Major companies like U.S. News & World Report and Leapfrog publish annual hospital ratings both to reward top hospitals for their level of care and to help patients stay informed about the strengths and weakness of their local hospitals. But new reports call the reliability of these ratings into question.
Doctors at the Johns Hopkins Hospital in Baltimore, Maryland researched data used to create these rankings and found inconsistencies. About 68% of all Maryland hospitals, including Johns Hopkins, received the worst possible ratings in patient safety. Nationally, only 21% of hospitals received this lowest rating.
Doctors at Johns Hopkins researched the methods used to create these ratings and found that at least one factor that counted towards 10% of the patient safety rating was being unfairly considered in Maryland.
U.S. News & World Report uses Medicare billing claims to differentiate between medical conditions that are “present on admission” (or POA) and medical conditions that are the result of poor hospital care.
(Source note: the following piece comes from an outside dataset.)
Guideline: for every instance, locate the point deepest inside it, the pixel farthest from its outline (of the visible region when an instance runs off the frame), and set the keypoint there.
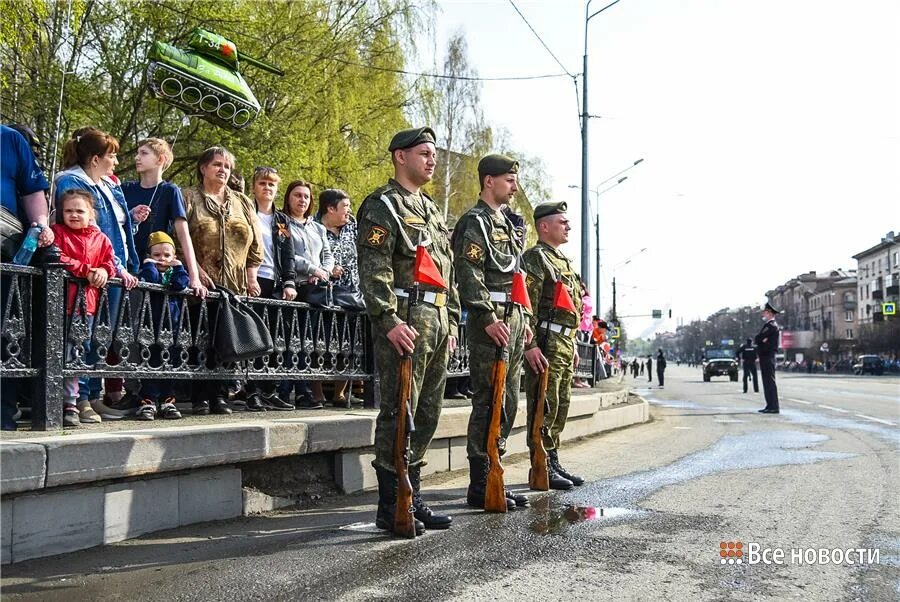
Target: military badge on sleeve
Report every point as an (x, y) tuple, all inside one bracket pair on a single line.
[(473, 252), (376, 236)]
Since 2007 most hospitals in the United States have been required to inform Medicare about POA conditions by using codes in the billing claims. Maryland however, has the nation’s only all-payer hospital regulation system. This system requires all payers—including the government, private insurance companies, businesses, and patients—to pay the same rates for health care.
This plan eliminates both the price variation by region and the tendency for hospitals to overcharge patients due to low Medicare reimbursements. All-payer plans encourage patients to judge hospitals for their level of care and not on their costs.
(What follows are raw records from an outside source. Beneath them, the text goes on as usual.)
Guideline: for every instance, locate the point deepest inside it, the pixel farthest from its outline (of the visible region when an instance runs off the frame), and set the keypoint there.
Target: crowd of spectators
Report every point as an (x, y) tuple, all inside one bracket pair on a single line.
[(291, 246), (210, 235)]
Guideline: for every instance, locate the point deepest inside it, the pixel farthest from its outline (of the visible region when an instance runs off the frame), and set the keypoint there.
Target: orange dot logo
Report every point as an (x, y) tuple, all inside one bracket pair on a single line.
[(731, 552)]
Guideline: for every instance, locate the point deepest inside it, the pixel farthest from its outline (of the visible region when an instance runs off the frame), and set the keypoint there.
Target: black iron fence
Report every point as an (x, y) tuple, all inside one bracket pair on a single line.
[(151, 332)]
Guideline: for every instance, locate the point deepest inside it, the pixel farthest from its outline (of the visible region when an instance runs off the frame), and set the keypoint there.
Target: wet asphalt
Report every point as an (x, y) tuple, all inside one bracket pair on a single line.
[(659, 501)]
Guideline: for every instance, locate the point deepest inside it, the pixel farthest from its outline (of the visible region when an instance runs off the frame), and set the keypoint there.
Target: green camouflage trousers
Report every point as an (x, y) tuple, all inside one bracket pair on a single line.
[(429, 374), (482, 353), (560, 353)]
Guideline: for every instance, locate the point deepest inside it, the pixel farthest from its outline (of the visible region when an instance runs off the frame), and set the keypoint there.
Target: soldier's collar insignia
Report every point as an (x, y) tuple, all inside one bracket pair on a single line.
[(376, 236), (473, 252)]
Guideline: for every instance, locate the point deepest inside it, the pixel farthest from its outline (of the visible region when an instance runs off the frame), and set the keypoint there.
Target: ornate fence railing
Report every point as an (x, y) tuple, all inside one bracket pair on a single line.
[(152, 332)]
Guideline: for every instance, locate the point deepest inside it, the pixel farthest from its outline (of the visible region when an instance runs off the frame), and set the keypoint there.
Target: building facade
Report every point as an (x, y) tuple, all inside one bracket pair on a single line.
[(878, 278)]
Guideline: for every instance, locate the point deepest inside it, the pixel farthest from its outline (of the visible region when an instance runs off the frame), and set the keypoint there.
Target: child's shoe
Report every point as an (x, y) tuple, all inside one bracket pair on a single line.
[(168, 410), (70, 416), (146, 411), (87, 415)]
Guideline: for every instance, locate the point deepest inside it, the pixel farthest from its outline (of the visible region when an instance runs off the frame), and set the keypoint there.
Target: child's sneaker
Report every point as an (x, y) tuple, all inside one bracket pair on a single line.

Ironically, it is this part of the plan that may have left Maryland with low patient care rankings.
Until 2014 (the last year the ratings focused on), Maryland did not need to report POA data to Medicare. This made Maryland hospitals appear to cause many incidences of patient harm that were actually present in the patient at arrival. Compounding this glitch in the ratings was the growing concern about preventable patient harm that led U.S. News to increase the weight of the patient safety score from 5% to 10% of the overall hospital score last year.
Avery Comarow, the Health Rankings Editor at U.S. News & World Report, responded to the criticism by stating that though not required, some of the POA data was available for Maryland hospitals at the time of the ratings, and that for most of the other patient safety ratings Maryland hospitals score similarly to many hospitals in the country. Comarow did note that the software used in the study did have limitations and biases, but he couldn’t say whether that would work for or against Maryland ratings, or it if it would even have any effect on the ratings.
Bias in hospital ratings is not unique to the U.S. News & World Report list. A different set of ratings completed by LeapFrog found New York’s Harlem Hospital to be among the top 98 hospitals in the entire country, though just two years earlier Consumer Reports ranked it to be one of the worst in the country. Seven of the hospitals on the list were slated to receive payment reductions from Medicare due to “high rates of potentially avoidable infections and complications such as blood clots, bed sores and falls.”
The clearest takeaway from the discrepancies in these rankings is that there are no clear hospital rankings. In the absence of nation-wide controls for hospital funding and patient care reporting, rankings should be read with some degree of skepticism.